Published on Thursday 25 September 2008

Is it really all bad news as far as the property market is concerned at the moment?......Find out what the experts say......

As it happens.....NO. Indeed, while many agents experienced a slow start to the year, they are now seeing both instructions and sales pick up. Despite all the doom and gloom in the press and elsewhere, there is acutally no such thing as a "bad" or a "good" market. You either have a sellers market or a buyers market - and each has its advantages and disadvantages depending on which side of the equation you fing yourself.

But what if you are both a buyer and a seller - as most of us are? According to the familiar ‘swings and roundabouts' argument, the net effect should be negligible, since what you lose as a seller, you gain on your next purchase- or vice versa, in the case of a sellers' market.

However .... I'm sure many of us know people who, by their seemingly uncanny ability to read the property market, have done extremely well out of it. What is their secret? Generally, it can be summed up in one word - timing.
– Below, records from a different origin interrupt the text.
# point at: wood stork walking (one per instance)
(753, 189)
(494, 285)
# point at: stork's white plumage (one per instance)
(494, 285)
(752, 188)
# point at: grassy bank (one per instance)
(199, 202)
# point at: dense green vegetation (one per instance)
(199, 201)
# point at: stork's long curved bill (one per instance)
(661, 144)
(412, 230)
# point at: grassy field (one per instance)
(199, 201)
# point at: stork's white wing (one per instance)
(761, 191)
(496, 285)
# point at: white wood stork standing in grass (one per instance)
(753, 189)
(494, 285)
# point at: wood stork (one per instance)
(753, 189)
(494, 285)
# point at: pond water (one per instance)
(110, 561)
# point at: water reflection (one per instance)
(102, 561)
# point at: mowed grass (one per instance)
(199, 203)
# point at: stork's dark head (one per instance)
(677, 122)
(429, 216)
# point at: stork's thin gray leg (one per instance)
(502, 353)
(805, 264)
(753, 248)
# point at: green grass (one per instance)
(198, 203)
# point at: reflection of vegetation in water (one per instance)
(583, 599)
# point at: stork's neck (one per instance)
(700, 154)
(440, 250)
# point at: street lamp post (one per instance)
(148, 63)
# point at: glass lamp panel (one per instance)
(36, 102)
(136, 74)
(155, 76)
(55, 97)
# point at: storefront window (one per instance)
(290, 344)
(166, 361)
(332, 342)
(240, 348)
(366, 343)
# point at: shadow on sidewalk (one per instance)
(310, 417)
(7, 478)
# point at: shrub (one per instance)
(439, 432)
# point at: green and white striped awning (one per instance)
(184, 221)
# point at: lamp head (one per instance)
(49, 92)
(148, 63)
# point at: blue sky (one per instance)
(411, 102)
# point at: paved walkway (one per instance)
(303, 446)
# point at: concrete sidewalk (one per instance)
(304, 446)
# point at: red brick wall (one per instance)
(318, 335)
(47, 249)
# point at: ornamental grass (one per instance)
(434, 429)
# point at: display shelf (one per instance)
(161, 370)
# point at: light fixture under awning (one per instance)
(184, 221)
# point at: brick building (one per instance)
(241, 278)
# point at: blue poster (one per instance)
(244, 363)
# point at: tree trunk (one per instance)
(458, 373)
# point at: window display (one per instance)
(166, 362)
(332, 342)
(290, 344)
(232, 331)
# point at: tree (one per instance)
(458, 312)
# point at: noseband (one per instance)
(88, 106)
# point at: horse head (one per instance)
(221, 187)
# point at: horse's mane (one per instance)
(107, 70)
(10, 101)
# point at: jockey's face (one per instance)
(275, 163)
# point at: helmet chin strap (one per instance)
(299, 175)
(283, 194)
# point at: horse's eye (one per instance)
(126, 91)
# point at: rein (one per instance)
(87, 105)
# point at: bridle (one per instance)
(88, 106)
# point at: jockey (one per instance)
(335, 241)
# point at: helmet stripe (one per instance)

But surely, according to the swings and roundabouts theory, there's no such thing as a good or bad time to move house? Well actually, that's not entirely true. Take the current market, for example. With prices falling, this is actually the ideal time to trade up to a larger property. That might sound bizarre, with all the scaremongering about the credit squeeze, and so on. And of course, affordability should always be uppermost in all our minds.

But just think about it. Your current home is worth, say £200,000 while the place you want to buy is valued at £300,000 - a difference of £100,000. Now, let's assume that prices fall by 20%. Your current property is now worth £160,000 but the one you want to buy is only £240,000. The difference has shrunk to £80,000 - and you are potentially £20,000 better off.

In a completely free market like property, there are few hard and fast rules. One of those, however, is this. If you have some choice over when you move home, always try to trade up in a falling market, and down in a rising market. That way, you will gain maximum benefit from the differential movement in prices.